Awesome! I didnt realize Teguterra bred chacoans. Thanks!!!



chelvis said:


> A few people are breeding them now. Some of the wild caught in Florida are being called Chacoan's.



must be chacoans, since Ive heard theyre the only ones to eat peoples fingers LMAO
seriously though, I wonder if they are really chacoans?


----------



## james.w (Aug 9, 2012)

Is there a specific reason you want a chacoan/extreme??


----------



## Brink of Excess (Aug 9, 2012)

james.w said:


> Is there a specific reason you want a chacoan/extreme??



Well i dont want a red or blue (just a mater of color preference)
so that leaves the b&w or chacoans. (hybrids aside)
I would rather a chacoan over a b&w because I appreciate the size difference (I know some b&w get as big as chacoans and some chacoans will stay smallish)
Plus - I know this is debatable, but from my research which has been fairly extensive imo, chacoans seem more initially tame and perhaps most tame overall.
What Id really love is a yellow Tegu though. :heart:
I hope they make it into the pet trade one day...


----------



## james.w (Aug 9, 2012)

Like you said size and tameness is extremely debatable. If the higher white color of the "extremes" isn't part of your reasoning I would just go with a black and white.


----------



## Brink of Excess (Aug 9, 2012)

james.w said:


> Like you said size and tameness is extremely debatable. If the higher white color of the "extremes" isn't part of your reasoning I would just go with a black and white.

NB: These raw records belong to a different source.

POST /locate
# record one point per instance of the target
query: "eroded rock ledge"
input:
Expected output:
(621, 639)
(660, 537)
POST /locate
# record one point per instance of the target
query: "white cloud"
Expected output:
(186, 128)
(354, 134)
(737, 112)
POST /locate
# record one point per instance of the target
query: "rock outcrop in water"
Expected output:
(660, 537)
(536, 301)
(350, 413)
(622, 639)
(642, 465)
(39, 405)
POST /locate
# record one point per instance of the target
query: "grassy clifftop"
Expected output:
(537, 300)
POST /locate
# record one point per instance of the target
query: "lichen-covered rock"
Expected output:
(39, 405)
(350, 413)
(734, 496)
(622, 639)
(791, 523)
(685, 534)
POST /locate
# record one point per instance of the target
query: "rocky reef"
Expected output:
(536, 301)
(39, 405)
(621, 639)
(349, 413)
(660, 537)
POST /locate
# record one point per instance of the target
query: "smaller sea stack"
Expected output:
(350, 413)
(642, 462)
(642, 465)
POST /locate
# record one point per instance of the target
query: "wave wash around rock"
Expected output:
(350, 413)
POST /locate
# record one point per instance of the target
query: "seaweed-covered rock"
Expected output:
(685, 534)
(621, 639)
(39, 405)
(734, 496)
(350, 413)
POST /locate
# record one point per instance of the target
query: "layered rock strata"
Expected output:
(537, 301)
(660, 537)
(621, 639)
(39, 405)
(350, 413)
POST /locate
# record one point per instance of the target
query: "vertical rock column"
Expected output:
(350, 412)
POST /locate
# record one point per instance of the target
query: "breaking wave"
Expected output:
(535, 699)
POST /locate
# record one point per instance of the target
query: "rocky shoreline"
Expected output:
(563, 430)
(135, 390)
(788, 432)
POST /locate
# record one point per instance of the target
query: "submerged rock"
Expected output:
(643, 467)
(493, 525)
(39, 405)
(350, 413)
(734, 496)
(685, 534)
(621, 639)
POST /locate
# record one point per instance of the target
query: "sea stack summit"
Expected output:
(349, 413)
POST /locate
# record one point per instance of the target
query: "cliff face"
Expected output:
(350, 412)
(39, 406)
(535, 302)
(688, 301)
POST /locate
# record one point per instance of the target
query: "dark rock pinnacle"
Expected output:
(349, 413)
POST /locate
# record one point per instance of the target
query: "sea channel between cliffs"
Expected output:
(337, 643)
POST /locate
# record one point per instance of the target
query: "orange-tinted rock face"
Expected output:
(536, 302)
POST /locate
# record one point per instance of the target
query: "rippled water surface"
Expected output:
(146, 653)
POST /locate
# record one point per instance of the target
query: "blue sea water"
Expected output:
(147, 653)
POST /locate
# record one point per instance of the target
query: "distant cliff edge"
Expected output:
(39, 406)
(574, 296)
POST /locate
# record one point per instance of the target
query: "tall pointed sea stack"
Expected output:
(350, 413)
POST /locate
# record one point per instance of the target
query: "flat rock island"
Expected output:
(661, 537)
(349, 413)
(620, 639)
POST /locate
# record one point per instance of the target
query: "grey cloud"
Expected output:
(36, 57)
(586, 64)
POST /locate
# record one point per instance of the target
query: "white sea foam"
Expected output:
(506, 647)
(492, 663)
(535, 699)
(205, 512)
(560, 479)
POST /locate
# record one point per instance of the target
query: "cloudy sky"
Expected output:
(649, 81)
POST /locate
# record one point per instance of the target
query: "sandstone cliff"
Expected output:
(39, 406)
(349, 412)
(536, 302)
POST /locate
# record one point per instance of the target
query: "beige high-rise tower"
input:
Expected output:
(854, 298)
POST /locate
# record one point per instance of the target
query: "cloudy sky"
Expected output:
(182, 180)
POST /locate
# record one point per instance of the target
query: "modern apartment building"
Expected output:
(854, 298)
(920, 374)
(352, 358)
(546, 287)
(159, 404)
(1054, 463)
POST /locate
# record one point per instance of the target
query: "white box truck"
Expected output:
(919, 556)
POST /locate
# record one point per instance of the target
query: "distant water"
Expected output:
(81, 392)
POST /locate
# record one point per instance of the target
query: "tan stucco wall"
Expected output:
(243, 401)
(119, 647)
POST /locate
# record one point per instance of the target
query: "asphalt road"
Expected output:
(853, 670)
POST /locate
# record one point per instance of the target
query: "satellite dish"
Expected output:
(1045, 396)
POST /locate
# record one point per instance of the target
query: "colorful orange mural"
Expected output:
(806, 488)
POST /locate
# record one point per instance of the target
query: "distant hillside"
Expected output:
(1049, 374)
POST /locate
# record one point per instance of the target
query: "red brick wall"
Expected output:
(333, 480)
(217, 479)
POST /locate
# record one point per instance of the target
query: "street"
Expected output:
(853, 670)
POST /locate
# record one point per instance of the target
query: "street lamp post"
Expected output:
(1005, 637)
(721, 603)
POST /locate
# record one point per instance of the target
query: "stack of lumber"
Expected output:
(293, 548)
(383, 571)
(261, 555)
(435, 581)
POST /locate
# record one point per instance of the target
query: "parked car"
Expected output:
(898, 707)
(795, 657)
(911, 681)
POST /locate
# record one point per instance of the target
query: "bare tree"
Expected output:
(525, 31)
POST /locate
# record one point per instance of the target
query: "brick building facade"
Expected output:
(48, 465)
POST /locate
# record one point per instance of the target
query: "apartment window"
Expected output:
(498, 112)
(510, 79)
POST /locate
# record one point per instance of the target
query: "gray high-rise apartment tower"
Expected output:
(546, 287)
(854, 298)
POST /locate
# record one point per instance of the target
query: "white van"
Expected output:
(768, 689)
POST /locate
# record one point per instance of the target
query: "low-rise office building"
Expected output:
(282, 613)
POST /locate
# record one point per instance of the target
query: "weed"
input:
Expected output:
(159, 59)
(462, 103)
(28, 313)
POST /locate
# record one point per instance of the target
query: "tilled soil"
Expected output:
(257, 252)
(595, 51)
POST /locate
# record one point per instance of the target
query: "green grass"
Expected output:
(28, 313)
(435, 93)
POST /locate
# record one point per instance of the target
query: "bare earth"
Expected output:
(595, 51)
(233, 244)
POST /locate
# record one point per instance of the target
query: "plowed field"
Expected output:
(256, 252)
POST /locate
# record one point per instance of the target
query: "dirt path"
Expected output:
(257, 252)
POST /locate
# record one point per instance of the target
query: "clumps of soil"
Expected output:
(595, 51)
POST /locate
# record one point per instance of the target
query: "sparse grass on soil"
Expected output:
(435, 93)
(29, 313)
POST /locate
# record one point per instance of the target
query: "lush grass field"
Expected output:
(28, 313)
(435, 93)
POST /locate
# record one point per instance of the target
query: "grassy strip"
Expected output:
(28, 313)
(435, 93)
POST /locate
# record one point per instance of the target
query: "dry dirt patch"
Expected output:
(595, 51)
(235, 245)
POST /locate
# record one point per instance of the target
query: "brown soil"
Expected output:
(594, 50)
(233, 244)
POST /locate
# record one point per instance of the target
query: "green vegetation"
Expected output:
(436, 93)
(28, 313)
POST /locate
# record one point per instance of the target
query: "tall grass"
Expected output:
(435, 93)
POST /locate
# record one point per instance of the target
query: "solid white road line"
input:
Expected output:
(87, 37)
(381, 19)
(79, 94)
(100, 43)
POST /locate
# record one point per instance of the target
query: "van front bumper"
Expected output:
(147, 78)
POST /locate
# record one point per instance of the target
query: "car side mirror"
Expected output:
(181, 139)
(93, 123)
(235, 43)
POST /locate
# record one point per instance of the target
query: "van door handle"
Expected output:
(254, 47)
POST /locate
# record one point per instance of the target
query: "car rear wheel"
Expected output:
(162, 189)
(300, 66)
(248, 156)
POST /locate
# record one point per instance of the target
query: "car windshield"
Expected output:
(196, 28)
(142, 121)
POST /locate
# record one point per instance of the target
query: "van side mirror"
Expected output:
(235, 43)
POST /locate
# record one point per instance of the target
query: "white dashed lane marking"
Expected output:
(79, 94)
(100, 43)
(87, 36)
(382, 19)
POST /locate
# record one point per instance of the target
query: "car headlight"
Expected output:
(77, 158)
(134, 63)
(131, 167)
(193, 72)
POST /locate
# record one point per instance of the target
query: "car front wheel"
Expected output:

Good advice but I just ordered my little guy from Tegu Terra.
Thanks for the link spark678!
will post (probably too many) pics soon.


----------



## spark678 (Aug 9, 2012)

Your welcome I never new they had them either up until the other day. And best part is NO DEPOSIT and waiting a year to get your tegu with them.


----------



## Steven. (Aug 9, 2012)

I think underground has some their breeding this year as well.. I wonder if all these new breeders of chacoans got them from varnyard...


----------



## laurarfl (Aug 9, 2012)

I've heard the wild tegus in FL being called Paraguayan. I don't know if anyone is checking their lineage though.


----------



## HeatherN (Aug 9, 2012)

grats! as you know, i went with chacoans too. for the size difference as well as the color. the tendency towards the large size and high white combo was worth the money and waiting for me. when i was looking to get into mine, teguterra was all out of stock, so i figured id just go with bobby, as he was my first choice anyway. cant wait to see him!


----------



## PocketFullOfTegus (Aug 9, 2012)

Whats the difference with a paraguyan tegu?


----------



## Brink of Excess (Aug 9, 2012)

HeatherN said:


> grats! as you know, i went with chacoans too. for the size difference as well as the color. the tendency towards the large size and high white combo was worth the money and waiting for me. when i was looking to get into mine, teguterra was all out of stock, so i figured id just go with bobby, as he was my first choice anyway. cant wait to see him!



Thanks Im glad I was able to find one and not have to wait until next year.
Ive used to have a savanah monitor but this is my first tegu. 
Is your little guy taming well? Any suggestions for a new owner?
Cant wait t see him too! And show him off


----------



## bmx3000max (Aug 10, 2012)

Trust me i had a savanha before a tegu...in taming you cant compare the two


----------



## Dana C (Aug 10, 2012)

PocketFullOfTegus said:


> Whats the difference with a paraguyan tegu?



Nothing. Anyone claiming anything different is well...not being truthful. Besides how will they be able to prove that animal is from there? Once again we see and unsupported marketing ploy.


----------



## larissalurid (Aug 11, 2012)

laurarfl said:


> I've heard the wild tegus in FL being called Paraguayan. I don't know if anyone is checking their lineage though.



lol i know right, all the sudden underground has tons of "paraguayans". To me it just sounds like a marketing ploy to seemingly have something different than everyone else.


----------



## Brink of Excess (Aug 11, 2012)

larissalurid said:


> laurarfl said:
> 
> 
> > I've heard the wild tegus in FL being called Paraguayan. I don't know if anyone is checking their lineage though.
> ...



A marketing ploy from Underground Reptiles???
Youre talking about the guys that brought us the amazing pinstriped tegu and the holy freakin crap purple tiger tegu (think thats what their calling it)
No I cant see them using questionable maketing tactics.


----------



## james.w (Aug 11, 2012)

You guys must be unaware of the "underground" tunnel from Paraguay to Florida. Psssh newbs!


----------



## Brink of Excess (Aug 11, 2012)

james.w said:


> You guys must be unaware of the "underground" tunnel from Paraguay to Florida. Psssh newbs!



LMAO


----------